Originally named after a 19th-century Russian aristocrat, beef stroganoff has spread to every corner of the world, and the original idea has been adapted to all kinds of local cuisines and personal preferences. Traditionally, beef stroganoff was cubes of meat sautéed with mustard and served with sour cream, but cooks around the world have changed the cubes to strips, and added tomatoes, mushrooms, onions, noodles, and other special touches.
In the United States, beef stroganoff is usually made with sweet cream instead of sour, and served on top of noodles (and also usually served out of a microwaved plastic tray), but you can do better than that! This Paleo variation passes up on such a heavy dinner for something a little more sophisticated: a white wine reduction sauce with coconut milk and a teaspoon of Dijon mustard to keep the classic, sweet-sharp taste. Also, compared to our more traditional beef stroganoff recipe, this one is more stir-fry style.

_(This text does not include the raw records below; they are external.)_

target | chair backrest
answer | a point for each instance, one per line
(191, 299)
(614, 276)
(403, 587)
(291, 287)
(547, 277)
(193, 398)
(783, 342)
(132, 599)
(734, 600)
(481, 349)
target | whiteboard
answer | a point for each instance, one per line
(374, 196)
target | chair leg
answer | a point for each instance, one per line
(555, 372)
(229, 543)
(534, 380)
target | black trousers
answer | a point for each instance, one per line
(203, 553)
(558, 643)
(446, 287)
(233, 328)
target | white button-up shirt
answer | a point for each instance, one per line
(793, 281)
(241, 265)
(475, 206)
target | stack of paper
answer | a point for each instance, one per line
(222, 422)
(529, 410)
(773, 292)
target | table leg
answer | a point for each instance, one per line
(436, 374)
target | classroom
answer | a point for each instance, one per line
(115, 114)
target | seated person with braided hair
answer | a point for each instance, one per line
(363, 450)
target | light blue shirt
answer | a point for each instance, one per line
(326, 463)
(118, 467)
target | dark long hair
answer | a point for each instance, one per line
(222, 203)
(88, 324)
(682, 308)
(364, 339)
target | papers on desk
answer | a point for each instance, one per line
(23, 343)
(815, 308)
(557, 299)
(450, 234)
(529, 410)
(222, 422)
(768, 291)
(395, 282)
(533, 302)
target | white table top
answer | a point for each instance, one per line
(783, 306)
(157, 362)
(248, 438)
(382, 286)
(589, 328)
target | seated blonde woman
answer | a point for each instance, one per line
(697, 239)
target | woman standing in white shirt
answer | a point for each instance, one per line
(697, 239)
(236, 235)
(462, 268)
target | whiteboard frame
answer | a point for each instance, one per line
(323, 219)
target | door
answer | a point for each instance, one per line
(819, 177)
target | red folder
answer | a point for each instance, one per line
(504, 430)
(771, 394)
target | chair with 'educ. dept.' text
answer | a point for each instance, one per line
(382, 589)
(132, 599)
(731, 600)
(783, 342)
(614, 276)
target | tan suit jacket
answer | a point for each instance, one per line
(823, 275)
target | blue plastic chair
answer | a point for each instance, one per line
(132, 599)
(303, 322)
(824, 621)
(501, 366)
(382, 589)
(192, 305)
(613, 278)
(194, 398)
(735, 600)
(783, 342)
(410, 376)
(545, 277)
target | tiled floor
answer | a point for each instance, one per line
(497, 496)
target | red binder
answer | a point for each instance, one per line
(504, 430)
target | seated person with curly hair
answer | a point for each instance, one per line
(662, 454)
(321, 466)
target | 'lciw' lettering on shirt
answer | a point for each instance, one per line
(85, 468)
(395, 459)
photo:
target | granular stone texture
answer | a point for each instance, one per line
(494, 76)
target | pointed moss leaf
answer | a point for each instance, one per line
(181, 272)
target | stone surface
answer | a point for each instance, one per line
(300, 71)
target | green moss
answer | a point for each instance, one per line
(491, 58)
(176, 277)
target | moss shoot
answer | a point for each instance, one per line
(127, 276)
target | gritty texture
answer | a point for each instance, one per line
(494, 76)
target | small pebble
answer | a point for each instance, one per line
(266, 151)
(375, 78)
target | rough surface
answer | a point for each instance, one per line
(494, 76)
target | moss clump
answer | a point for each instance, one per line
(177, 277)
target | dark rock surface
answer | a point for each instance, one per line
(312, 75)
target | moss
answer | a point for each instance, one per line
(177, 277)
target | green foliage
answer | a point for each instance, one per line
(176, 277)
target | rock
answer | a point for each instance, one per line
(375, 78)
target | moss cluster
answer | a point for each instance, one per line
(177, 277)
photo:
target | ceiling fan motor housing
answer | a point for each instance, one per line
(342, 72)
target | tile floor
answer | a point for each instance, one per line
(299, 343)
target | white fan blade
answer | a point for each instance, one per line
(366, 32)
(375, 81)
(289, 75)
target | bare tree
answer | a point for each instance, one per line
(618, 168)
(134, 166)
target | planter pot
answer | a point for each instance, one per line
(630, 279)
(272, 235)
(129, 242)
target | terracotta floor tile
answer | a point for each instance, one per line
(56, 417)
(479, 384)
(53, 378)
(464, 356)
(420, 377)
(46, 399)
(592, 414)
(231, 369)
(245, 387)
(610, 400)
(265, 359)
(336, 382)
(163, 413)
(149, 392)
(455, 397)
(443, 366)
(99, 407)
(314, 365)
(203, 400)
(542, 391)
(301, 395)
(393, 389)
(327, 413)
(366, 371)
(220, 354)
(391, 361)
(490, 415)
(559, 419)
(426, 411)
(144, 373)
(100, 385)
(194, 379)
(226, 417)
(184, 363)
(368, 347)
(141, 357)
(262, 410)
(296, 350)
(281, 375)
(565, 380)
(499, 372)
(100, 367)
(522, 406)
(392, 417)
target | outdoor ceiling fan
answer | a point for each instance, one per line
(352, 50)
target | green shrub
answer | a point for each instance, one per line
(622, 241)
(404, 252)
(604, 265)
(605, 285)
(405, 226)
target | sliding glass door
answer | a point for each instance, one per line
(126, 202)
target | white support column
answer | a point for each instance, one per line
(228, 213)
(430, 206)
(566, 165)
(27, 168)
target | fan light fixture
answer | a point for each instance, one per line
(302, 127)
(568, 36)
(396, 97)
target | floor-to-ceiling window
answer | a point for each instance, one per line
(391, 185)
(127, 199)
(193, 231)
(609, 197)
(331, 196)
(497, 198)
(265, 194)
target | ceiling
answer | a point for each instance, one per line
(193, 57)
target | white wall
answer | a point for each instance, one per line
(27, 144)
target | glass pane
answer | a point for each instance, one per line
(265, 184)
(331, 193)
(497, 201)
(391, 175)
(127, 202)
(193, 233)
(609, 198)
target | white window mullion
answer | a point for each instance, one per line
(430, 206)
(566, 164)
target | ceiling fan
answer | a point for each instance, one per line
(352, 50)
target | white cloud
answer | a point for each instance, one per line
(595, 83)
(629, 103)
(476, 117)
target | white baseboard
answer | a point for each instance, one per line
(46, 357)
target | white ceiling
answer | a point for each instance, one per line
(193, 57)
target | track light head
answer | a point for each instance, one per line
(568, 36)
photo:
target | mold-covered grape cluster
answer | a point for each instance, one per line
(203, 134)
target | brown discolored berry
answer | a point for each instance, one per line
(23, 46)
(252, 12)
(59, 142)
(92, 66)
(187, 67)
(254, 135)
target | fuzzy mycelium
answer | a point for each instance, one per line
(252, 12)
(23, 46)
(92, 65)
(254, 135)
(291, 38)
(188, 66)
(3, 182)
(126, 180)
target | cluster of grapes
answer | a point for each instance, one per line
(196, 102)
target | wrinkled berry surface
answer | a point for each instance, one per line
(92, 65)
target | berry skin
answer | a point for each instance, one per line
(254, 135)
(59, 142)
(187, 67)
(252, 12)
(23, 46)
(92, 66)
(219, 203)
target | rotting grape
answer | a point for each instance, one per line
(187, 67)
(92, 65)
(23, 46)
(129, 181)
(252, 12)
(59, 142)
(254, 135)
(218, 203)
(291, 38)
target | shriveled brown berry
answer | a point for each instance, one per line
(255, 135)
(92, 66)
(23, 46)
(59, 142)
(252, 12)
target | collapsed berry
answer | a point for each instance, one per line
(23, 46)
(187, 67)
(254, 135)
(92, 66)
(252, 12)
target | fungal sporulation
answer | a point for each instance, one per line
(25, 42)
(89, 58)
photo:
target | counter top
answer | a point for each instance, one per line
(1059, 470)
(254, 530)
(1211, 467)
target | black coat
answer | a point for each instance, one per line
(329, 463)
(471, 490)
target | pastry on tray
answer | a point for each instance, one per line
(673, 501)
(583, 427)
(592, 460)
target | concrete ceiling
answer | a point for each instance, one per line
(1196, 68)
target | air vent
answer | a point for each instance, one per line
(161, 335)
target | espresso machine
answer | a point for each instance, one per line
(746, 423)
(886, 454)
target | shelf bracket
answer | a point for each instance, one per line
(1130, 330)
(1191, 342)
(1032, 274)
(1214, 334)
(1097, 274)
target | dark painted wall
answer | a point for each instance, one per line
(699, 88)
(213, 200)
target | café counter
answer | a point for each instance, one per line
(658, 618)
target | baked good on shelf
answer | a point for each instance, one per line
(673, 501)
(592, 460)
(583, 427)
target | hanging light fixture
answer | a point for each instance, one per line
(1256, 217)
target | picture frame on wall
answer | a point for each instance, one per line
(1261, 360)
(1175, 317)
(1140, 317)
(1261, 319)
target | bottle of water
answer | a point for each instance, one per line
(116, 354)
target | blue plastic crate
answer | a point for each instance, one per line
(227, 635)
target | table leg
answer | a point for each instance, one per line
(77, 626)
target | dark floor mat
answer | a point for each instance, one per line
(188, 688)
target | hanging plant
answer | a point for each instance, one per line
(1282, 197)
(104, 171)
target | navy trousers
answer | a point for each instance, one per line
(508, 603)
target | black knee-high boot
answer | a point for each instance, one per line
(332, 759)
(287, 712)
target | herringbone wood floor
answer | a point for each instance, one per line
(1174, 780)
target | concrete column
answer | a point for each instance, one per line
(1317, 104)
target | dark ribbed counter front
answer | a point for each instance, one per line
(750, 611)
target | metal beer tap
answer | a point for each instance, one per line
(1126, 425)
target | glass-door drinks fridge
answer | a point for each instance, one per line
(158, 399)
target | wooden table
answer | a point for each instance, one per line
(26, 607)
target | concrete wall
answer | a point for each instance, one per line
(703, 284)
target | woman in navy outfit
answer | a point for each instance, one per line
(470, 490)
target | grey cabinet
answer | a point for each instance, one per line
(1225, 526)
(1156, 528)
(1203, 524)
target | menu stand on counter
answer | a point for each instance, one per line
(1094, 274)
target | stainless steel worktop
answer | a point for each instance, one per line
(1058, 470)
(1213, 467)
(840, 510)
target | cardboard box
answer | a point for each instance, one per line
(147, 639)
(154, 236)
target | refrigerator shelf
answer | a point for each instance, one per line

Not big on alcohol? That’s OK; the wine in this recipe is optional if you don’t want to use it. Just add 1/3 cup of homemade beef stock instead for a velvety, alcohol-free sauce. You can also hold the tapioca starch if you don’t have any or don’t want to use it; it’s an optional ingredient just to thicken up the sauce.
It’s delicious on its own, but if you just can’t imagine a plate like this without noodles, why not try serving it with some Paleo spaghetti, or for a slightly different twist, use it to replace the chicken stew in this recipe. Either way, the side is as easy as the meat – and the meat is pretty hassle-free. Spend 15 minutes to toss everything in the skillet on a busy evening, then go take care of the rest of your life while it cooks and come back to a hearty, healthy dinner almost ready to go.
Beef Stroganoff Recipe
Add to Meal Plan
- 2 pounds beef chuck roast or sirloin cut into strips;
- 6 oz. mushrooms, sliced;
- 4 green onions, sliced;
- 1 cup beef stock;
- 1/3 cup full-fat coconut milk;
- 1/3 cup white wine; (optional)
- ½ tbsp. tapioca starch; (optional)
- 1 tsp. Dijon mustard;
- Cooking fat;
- Sea salt and freshly ground black pepper to taste;
- Season the beef strips to taste with sea salt and black pepper to taste.
- Melt some cooking fat and brown the beef for 1 to 2 minutes in a large skillet placed over a medium-high heat.
- Add the green onions and cook for another 4 minutes.
- Add the white wine. Bring to a boil; then turn down the heat and cook, uncovered, until the liquid is reduced by half.
- Add the beef stock. Bring to a boil, lower heat, and simmer for 45 minutes or until the beef is cooked through but still tender.
- Add the mushrooms and coconut milk to the skillet, and cook for another 5 minutes.
- (Optional) If you like a thicker sauce, add the tapioca starch now and stir it in well.
- Season to taste once again and serve.